Another factor that is now becoming increasingly apparent in elite indoor racing is the use of very low cadence, out-of-the-saddle climbing as a performance tool. Some professional riders are seeing increases of up to 10% above their normal FTP indoors by riding at just 50-60rpm and doing so out of the saddle for prolonged periods, in some cases for almost the entire race. In effect, this has become something of a new indoor “hack”. In the static and highly controlled environment of smart trainer racing, riders are able to hold positions and apply force in a way that is simply not realistic outdoors. On the road, balance, bike movement, traction, gradient changes and the need to respond naturally to terrain make that style of riding far harder to sustain. It is another example of how indoor climbing performances, particularly in E-Sports, can sometimes move beyond what is realistically transferable to outdoor racing.

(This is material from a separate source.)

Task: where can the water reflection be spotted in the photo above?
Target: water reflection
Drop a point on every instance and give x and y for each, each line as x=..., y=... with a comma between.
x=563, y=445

Finally, cooling can actually be better indoors, if you get the setup correct. I used to do E-racing to a reasonably high level in 2020-2021, sitting in the top-10 globally upon a couple of occasions. With the massive heat build-up, my strategy was to use two fans, one placed at my head and torso, one at my legs, in addition to a rotation of ice packs for events up to 2 hours long to maintain an optimum body temperature. Compared to racing the Volta a Portugal in 45˚C, I was far better able to regulate temperature indoors, and produce far better climbing numbers there too. The consistent pacing of climbs virtually also made it significantly easier for me personally. But I also approached the two quite differently. In E-racing, you can afford to use a lower cadence, as although not as efficient in some ways, I found I could produce more power while remaining in a very static and stable position, not achievable on the road. The associated muscle fatigue for day after day performance was not an issue, whereas for stage races on the road that had to be factored in and meant a higher cadence was needed outdoors.